Lateral Movement and Gaps in Traditional Strength Training

Docs, I wanted to get your thoughts on an ongoing training conversation I’ve been having with a friend of mine who is a second year resident, former Marine, and life-long gym rat, about some of what he considers to be limitations in my programming. (I’m in BBM Group Programming, Powerbuilding.)

Specifically, we’ve been talking about stability movements: kneeling on a swiss ball for time, weighted reps performed on a swiss ball, etc., and the carryover from these into non-specific strength and conditioning.

His concern is that because the barbell lifts are linear, with very little twisting of the trunk or lateral movement, they contribute to a neuromuscular phenomenon that makes lifters susceptible to certain types injuries when engaging in other activities that do involve lateral movement. (He’s talking about lifestyle stuff: hiking, recreational sports, tossing little kids around on the playground, etc.)

He’s making two basic claims about strength training centered around the barbell lifts.

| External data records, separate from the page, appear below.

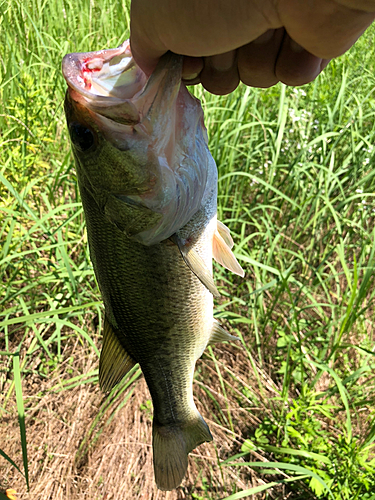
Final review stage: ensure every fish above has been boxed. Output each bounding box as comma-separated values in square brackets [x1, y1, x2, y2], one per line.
[62, 41, 244, 491]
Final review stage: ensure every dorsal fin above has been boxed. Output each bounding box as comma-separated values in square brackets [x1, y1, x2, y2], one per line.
[212, 221, 245, 277]
[99, 317, 136, 392]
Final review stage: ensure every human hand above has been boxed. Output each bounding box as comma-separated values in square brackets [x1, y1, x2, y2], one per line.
[130, 0, 375, 95]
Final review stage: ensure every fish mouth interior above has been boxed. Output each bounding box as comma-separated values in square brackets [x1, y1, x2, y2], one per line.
[62, 41, 146, 102]
[81, 54, 137, 99]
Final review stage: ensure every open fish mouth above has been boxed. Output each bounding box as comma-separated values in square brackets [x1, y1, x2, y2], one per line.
[62, 40, 147, 104]
[62, 41, 217, 245]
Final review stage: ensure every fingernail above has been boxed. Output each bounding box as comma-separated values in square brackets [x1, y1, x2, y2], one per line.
[210, 50, 235, 71]
[182, 73, 199, 82]
[289, 38, 305, 54]
[252, 30, 275, 45]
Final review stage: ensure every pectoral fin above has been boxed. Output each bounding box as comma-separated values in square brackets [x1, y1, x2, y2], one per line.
[99, 317, 136, 392]
[207, 320, 240, 345]
[212, 221, 245, 277]
[171, 234, 220, 297]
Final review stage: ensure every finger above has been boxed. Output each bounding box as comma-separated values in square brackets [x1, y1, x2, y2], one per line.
[182, 56, 204, 81]
[237, 28, 284, 88]
[275, 35, 329, 86]
[199, 50, 240, 95]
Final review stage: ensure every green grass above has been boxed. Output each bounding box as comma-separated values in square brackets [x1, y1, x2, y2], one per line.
[0, 0, 375, 500]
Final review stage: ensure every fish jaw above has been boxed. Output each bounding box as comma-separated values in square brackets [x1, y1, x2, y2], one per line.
[62, 42, 217, 245]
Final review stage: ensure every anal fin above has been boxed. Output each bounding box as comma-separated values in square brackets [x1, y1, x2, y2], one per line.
[207, 320, 240, 345]
[99, 317, 136, 392]
[152, 414, 212, 491]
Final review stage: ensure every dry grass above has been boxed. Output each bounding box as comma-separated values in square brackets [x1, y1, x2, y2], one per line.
[0, 328, 288, 500]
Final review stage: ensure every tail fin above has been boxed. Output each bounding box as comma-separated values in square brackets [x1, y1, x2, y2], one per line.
[152, 414, 213, 491]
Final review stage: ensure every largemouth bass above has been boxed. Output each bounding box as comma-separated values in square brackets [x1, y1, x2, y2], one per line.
[62, 42, 243, 490]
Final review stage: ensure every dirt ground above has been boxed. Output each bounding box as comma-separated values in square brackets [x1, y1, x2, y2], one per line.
[0, 332, 285, 500]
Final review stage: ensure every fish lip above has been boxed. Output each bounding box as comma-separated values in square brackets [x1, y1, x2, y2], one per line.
[61, 40, 147, 106]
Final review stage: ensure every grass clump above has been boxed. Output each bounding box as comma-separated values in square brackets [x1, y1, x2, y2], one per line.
[0, 0, 375, 500]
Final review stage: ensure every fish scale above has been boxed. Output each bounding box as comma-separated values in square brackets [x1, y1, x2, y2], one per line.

  1. The muscles, ligaments and tendons associated with lateral & omnidirectional movement become not only understretched and understrengthened - but the whole body becomes structurally out of balance.
  2. Beyond muscle imbalance, there is a proprioceptive neural spatial component — where the act of lateral and omnidirectional training enhances the Central Nervous System to know where your body is in space.

For example: If you ran sprints for 6 months and nothing else — and then I asked you to run lateral shuttles — not only would you perform poorly — but the chance of you tearing your ACL during the process is enhanced not only due to muscle imbalance, but also because your body would be average or below average at lateral foot placement in space and more apt to roll an ankle or twist a knee.

Would you all agree that despite the advantages to overall strength offered by training modalities organized around the barbell lifts, they leave some small gaps that could be disadvantageous in generally active day-to-day living? Might there be some non-specific value in supplementing our strength training with some “functional”, omni-directional training?

Thanks for any thoughts you might have on this.

  1. I would first ask for evidence to support his claims related to injury.

  2. Strength is indeed specific in a number of ways. So we would not argue that squatting, pressing, and deadlifting fully prepare you for every possible situation in life, though we do think they probably provide most people the best bang for their buck. If you’d like to interpret this as “leaving some small gaps”, well, sure. However, the extent to which these “gaps” result in a significant “disadvantage” or otherwise increases the risk of some negative outcome in the general population (i.e., excluding competitive athletes, who have unique needs) is probably where we’d disagree.